Leider nur Korba007s Sätze  1 und 2

_1. Vermutung_

Die Gegenwartsform der subjektiven Modalverben _müssen_, _können_, _dürfen_ und _mögen_ drückt eine Vermutung über die Gegenwart aus. Die Vergangenheitsform eine Vermutung über die Vergangenheit.

Modalverb subjektiv
Gegenwart: Er _muss_ krank _sein_. (=Ich bin sicher, dass er krank ist.)
Vergangenheit: Er _muss_ krank _gewesen sein_. (=Ich bin sicher, dass er krank war/gewesen ist.)

Subjektive Modalverben – Zeitformen


----------



## bearded

Danke, anahiseri.  Das hier Umstrittene ist ja die Korrespondenz zwischen _Er musste krank gewesen sein _und (laut JClaudeK möglich) ''ich *bin jetzt *fast sicher, dass er damals krank gewesen war''.
Für meine Ohren klingt ''er musste'' nämlich nur wie eine Vermutung in der und über die Vergangenheit (Du hast selber geschrieben ''ich *war *fast sicher, dass er...krank gewesen war''.


----------



## anahiseri

Das habe ich in einem anderen Forum gefunden:

Er *muss* ihr Vater *gewesen* *sein*. - Er war bereits in der Vergangenheit ihr Vater und ist es immer noch - so etwas ändert sich nicht. Sie *ist* * fast *sicher, dass er ihr Vater *war*.
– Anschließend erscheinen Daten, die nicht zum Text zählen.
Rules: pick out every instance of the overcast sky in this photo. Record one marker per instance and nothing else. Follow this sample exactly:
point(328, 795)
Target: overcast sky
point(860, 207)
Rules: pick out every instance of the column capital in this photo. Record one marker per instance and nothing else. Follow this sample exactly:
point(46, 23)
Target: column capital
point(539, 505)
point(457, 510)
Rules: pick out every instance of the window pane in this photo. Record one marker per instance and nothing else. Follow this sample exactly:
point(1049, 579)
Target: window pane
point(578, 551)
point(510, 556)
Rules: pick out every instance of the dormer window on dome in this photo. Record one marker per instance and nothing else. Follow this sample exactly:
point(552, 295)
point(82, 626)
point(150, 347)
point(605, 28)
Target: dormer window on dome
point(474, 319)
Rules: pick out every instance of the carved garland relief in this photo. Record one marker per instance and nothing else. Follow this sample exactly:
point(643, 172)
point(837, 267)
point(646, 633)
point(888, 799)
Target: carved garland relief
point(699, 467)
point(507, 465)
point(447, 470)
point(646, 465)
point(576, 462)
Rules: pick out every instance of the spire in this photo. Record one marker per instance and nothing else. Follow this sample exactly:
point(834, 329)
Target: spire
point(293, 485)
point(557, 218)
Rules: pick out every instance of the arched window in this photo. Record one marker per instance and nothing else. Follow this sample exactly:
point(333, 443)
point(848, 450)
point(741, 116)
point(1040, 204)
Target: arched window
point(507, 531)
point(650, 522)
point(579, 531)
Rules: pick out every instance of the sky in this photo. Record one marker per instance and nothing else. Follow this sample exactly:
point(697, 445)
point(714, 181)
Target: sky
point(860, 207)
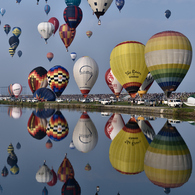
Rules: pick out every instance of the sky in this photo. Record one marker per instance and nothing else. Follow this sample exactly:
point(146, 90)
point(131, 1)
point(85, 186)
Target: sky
point(138, 20)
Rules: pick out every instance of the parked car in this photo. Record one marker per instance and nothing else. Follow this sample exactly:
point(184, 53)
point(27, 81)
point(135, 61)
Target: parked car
point(151, 102)
point(175, 103)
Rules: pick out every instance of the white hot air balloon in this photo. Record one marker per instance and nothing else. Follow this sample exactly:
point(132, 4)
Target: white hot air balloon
point(85, 73)
point(85, 135)
point(46, 29)
point(17, 89)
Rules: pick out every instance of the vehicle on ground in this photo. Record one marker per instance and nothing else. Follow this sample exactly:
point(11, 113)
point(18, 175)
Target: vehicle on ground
point(151, 102)
point(175, 103)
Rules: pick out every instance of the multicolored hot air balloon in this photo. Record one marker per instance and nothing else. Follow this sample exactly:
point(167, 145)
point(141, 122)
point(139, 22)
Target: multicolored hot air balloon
point(55, 22)
point(146, 85)
point(119, 4)
point(85, 73)
point(85, 135)
point(17, 89)
point(65, 170)
point(44, 94)
point(168, 162)
point(73, 56)
point(168, 56)
point(127, 63)
point(7, 28)
point(37, 127)
point(128, 148)
point(46, 29)
point(16, 31)
point(44, 174)
point(37, 78)
point(47, 9)
point(89, 33)
point(167, 13)
point(73, 16)
point(58, 78)
point(57, 128)
point(73, 2)
point(66, 35)
point(99, 7)
point(113, 83)
point(71, 186)
point(50, 56)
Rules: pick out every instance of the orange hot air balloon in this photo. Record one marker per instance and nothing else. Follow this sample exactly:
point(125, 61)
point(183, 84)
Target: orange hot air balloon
point(66, 35)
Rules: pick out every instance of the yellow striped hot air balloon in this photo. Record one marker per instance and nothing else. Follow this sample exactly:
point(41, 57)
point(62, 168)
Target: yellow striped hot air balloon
point(168, 161)
point(128, 148)
point(168, 56)
point(127, 63)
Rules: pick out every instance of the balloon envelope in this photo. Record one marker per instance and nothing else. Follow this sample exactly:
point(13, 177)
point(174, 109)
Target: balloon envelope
point(85, 73)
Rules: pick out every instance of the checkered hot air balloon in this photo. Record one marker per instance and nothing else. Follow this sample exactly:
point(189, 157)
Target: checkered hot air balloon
point(58, 78)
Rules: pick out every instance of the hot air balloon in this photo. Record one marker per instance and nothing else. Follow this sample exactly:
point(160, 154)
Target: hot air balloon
point(46, 29)
point(7, 28)
point(85, 135)
point(58, 78)
point(73, 56)
point(99, 7)
point(19, 53)
point(168, 56)
point(16, 31)
point(4, 171)
point(57, 128)
point(44, 174)
point(168, 162)
point(17, 89)
point(85, 73)
point(119, 4)
point(89, 33)
point(71, 186)
point(167, 13)
point(54, 179)
point(146, 85)
point(47, 9)
point(55, 22)
point(113, 83)
point(114, 124)
point(2, 11)
point(37, 78)
point(65, 170)
point(50, 56)
point(44, 191)
point(73, 2)
point(127, 63)
point(44, 94)
point(37, 127)
point(66, 35)
point(128, 148)
point(73, 16)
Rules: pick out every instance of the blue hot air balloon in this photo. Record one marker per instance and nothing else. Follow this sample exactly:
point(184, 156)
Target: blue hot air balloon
point(119, 4)
point(47, 9)
point(44, 94)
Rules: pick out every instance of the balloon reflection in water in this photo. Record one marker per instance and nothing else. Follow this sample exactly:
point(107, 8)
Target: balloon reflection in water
point(168, 161)
point(37, 127)
point(127, 150)
point(65, 170)
point(85, 135)
point(44, 174)
point(57, 128)
point(114, 124)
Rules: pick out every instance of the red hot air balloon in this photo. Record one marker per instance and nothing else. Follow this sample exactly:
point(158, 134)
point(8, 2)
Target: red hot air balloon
point(55, 22)
point(73, 16)
point(66, 35)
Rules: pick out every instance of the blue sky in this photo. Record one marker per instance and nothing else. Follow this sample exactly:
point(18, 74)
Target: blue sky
point(138, 20)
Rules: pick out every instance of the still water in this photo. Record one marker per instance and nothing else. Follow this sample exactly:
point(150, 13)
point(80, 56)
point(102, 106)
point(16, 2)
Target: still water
point(116, 157)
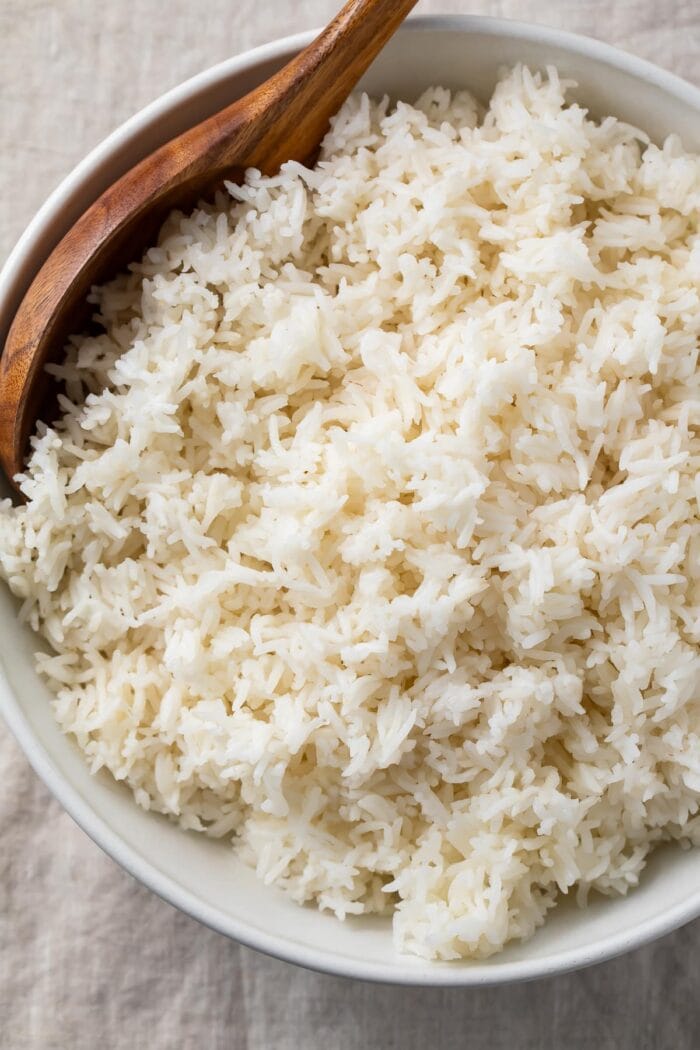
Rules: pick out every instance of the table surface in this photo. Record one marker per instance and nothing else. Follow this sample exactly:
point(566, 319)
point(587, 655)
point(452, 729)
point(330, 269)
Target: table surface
point(88, 958)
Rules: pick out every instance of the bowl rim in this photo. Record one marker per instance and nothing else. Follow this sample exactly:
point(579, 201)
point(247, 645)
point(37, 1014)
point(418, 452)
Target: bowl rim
point(412, 971)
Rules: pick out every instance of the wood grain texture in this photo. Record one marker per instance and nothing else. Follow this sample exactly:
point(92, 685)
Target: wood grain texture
point(284, 119)
point(111, 966)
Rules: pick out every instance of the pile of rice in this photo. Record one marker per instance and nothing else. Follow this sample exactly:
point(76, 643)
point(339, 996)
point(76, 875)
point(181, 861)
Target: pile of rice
point(369, 532)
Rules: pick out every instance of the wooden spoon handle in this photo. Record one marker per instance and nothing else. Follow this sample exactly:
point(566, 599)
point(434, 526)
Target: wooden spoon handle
point(283, 119)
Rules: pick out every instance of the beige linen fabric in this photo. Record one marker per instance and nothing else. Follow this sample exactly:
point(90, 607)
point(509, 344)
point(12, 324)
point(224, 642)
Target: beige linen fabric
point(88, 959)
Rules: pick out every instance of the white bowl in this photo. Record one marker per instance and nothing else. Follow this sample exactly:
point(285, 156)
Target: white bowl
point(203, 877)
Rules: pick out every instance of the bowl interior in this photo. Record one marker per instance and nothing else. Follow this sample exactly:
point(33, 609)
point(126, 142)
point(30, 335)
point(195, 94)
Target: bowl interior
point(204, 877)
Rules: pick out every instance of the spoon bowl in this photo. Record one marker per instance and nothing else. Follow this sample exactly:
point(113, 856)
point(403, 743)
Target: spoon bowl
point(283, 119)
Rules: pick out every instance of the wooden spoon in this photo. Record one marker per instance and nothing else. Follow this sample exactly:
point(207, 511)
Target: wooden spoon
point(284, 119)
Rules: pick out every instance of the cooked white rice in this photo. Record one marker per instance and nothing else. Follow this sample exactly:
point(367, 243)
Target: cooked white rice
point(375, 542)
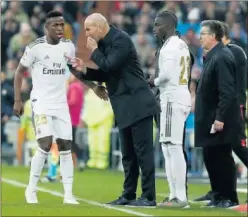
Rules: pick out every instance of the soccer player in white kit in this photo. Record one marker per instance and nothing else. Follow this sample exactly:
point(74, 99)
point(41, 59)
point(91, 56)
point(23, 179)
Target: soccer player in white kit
point(46, 59)
point(174, 69)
"Er *musste* ihr Vater *gewesen* *sein*." deutet nun an, dass er nur in der Vergangenheit ihr Vater war, aber es nun nicht mehr ist. 
So ein Satz ist auch möglich, aber nur unter besonderen Umständen (z.B. nach dem seinem Tod). 

*Beispiel*: 
Mutter: (nachdem sie den vermeintlichen Vater auf Unterhalt verklagt hatte und diese Klage wegen Nicht-Vaterschaft abgewiesen wurde.) Aber er musste ihr Vater gewesen sein! Es kann niemand anderes gewesen sein, nur er.
Also: Sie *war* fast sicher, dass er ihr Vater *gewesen war.*

 Quelle: muss / müsste / musste gewesen sein. • super-spanisch.de


----------



## Kajjo

Korba007 said:


> Er musste krank gewesen sein. Ich *war (damals)* fast sicher, dass er *(damals)* krank *war*


Nein, das ist so nicht idiomatisch, sondern falsch verwendet. Nur die ersten beiden Beispiele aus #1 sind idiomatisch korrekt angewendet.



anahiseri said:


> Aber er musste ihr Vater gewesen sein! Es kann niemand anderes gewesen sein, nur er.


Auch hier muss es korrekt "Aber er muss ihr Vater gewesen sein!" heißen, denn an der Aussage ändert sich ja nichts durch den Tod des Vaters. Wenn überhaupt, dann soll das "musste" hier die Verzweiflung ausdrücken, nicht aber die Analogie zu der Aussage aus #1.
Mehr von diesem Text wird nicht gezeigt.